Genera la tenace e continua battaglia condotta per mostrare che «la fede è assolutamente ragionevole. Anzi la cosa più ragionevole. Non sono le ragioni della fede a essere irrazionali, ma è la ragione rattrappita in puro spirito “positivo” illuministico della modernità a essere irrazionale» (punto che non a caso, ricorda Mazzarella, è anche al cuore della recentissima lettera scrita da papa Francesco a Eugenio Scalfari). E genera «il lavoro di pedagogia teologica ed esistenziale di Giussani di tutta una vita» che è «tirar fuori l’umano dall’uomo. “Perché se non sentiamo la domanda, se non sentiamo l’umano nelle sue domande fondamentali, come facciamo a capire la risposta?”». E la risposta, dice Mazzarella, non è «un sistema intellettuale, un pacchetto di dogmi, un moralismo», ma «un incontro, una storia d’amore, un avvenimento; quello che era per lui il cristianesimo, una comunicazione di esistenza». Una «febbre di vita cristiana che certo poteva urtare, e Giussani lo sapeva». Ma che ha spiazzato spesso, e di continuo, anche il movimento, perché «in lui è presentissimo fin dagli inizi il rischio anche nei suoi, nella sua creatura, il movimento, del venir meno di questa capitale riserva critica, che sei prima di Cristo» e colpisce la sua «insofferenza spesso ruvida all’istituzionalizzazione associazionistica, culturale, intellettuale del movimento, e alla tentazione “politica”». Al rischio continuo di una riduzione, insomma.

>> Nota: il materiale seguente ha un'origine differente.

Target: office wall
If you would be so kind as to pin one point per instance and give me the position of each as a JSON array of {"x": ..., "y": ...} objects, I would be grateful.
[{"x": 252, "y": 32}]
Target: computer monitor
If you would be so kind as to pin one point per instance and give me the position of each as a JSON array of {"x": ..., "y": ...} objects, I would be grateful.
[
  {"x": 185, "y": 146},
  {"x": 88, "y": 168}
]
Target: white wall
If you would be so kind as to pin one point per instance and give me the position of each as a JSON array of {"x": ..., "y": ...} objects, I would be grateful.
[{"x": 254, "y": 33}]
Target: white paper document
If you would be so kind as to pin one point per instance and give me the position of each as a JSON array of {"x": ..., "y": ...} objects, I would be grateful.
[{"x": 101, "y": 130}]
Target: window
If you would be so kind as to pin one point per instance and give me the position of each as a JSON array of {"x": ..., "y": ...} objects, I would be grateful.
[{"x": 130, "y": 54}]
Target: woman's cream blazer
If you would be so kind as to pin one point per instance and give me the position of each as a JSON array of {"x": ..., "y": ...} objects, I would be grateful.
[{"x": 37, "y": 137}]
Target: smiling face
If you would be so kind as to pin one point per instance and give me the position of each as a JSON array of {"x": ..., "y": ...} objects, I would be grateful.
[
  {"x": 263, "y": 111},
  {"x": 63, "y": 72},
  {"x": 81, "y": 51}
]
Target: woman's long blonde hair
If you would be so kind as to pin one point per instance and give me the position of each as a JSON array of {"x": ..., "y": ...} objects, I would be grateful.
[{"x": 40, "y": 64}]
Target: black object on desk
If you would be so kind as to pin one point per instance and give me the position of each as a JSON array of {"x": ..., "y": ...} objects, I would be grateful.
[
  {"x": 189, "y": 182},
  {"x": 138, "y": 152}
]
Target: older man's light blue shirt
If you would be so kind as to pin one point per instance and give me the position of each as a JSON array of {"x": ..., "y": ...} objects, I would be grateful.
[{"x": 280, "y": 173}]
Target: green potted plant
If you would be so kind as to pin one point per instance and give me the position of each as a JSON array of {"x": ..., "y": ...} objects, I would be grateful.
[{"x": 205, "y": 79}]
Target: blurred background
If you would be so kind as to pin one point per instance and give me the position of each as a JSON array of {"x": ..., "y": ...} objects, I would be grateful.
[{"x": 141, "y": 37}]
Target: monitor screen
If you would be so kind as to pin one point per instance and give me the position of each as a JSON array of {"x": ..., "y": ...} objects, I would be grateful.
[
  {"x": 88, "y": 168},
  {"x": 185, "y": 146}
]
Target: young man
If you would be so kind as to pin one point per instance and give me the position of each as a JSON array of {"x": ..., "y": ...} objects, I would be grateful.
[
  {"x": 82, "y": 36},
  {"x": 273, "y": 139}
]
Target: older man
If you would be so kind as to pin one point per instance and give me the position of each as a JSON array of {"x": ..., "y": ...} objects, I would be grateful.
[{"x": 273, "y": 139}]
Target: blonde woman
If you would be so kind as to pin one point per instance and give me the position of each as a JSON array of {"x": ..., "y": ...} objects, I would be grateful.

Lettura acutissima, che colpisce a fondo. Ma colpisce anche la fine dell’intervento, che è una confessione personalissima: «Un gran desiderio, alla chiusura di queste pagine, di essergli simpatico, di riuscirgli simpatico, se avessi potuto incontrarlo. Perché don Gius, come lo chiamavano i suoi, comunica di essere qualcuno che aveva il naso, un gran naso come celiava lui, per la sincerità. E chi di noi, potesse, non vorrebbe essere sincero, smetterla con la fatica così frequente di mentire a se stesso?».

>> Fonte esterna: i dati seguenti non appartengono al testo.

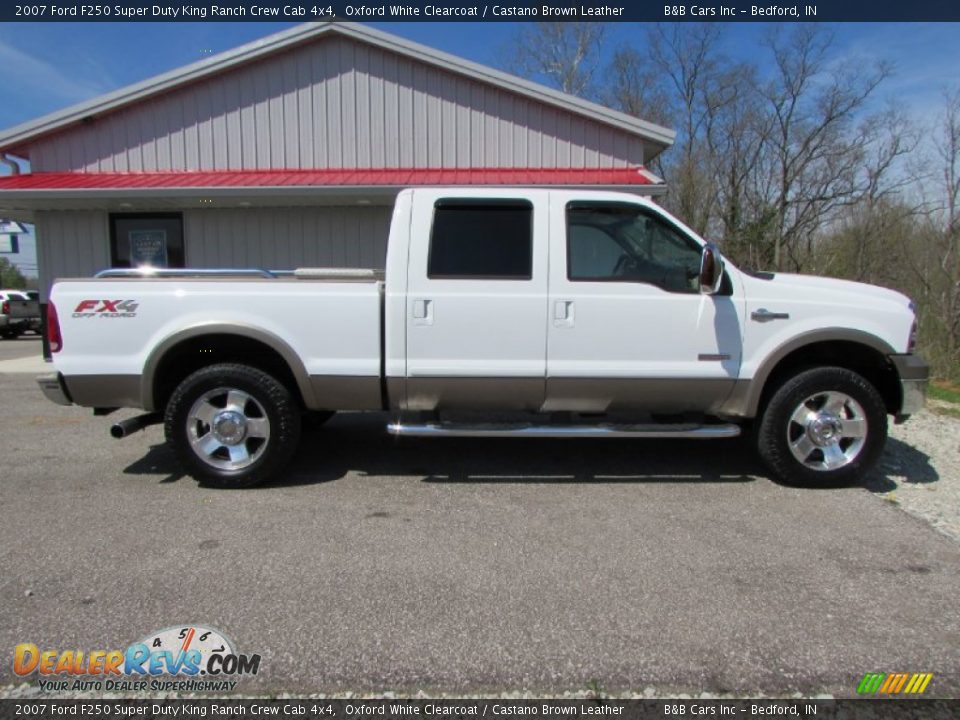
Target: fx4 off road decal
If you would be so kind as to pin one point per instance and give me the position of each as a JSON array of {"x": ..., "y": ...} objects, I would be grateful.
[{"x": 106, "y": 308}]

L’ultimo intervento è di Giorgio Vittadini, presidente della Fondazione per la Sussidiarietà. Anche lui passato anni fa da quest'aula, anche lui compagno di una vita di Giussani, ma anche lui attento - come Savorana - a seguire il filo di un percorso che emerge da testi e documenti, e non dai ricordi personali. Lo condensa in poche parole. La prima è «esperienza». Filo conduttore di tutto il metodo di Giussani, perché «è ragionevole chi sottomette la ragione all’esperienza», come disse riprendendo un’espressione del filosofo Jean Guitton. E punto focale già da quando dialogava con il suo vescovo Giovanni Battista Montini, «che dopo le prime titubanze su questo tema, finirà per dargli spazio nella sua prima enciclica, l’Ecclesiam suam». È l’esperienza che permette di riconoscere «la corrispondenza fra la Presenza di Cristo e le esigenze strutturali del cuore», comuni a tutti gli uomini. Ed è questa la pietra di paragone, quello che permette di sperimentare Cristo come «l’unico che risponde al cuore».
Poi, altro filo rosso, l’autorità, «non come limite alla libertà, ma come ciò che permette la libertà. Lo si vede nel rapporto con i Papi». È un «genio cattolico», quello di Giussani, che si rivela in un’apertura totale al mondo «sotto due aspetti»: anzitutto, «il giudizio sulle cose, non reattivo ma sempre originale», che si tratti del Sessantotto, della strage di Nassiriya o dei tanti argomenti su cui è intervenuto spiazzando, sempre. E poi, «la passione per chi sembrava diverso», ché la sua vita è una serie infinita di incontri imprevedibili: Testori e i bonzi buddisti, gli ortodossi e i protestanti... Questa apertura «non è una categoria pastorale, ma un pensiero sorgivo», sottolinea Vittadini: «Un pensiero sorto e cresciuto nell’educazione» e «nell'incontro con persone da cui impara» cercando sempre «un'amicizia con questa gente libera».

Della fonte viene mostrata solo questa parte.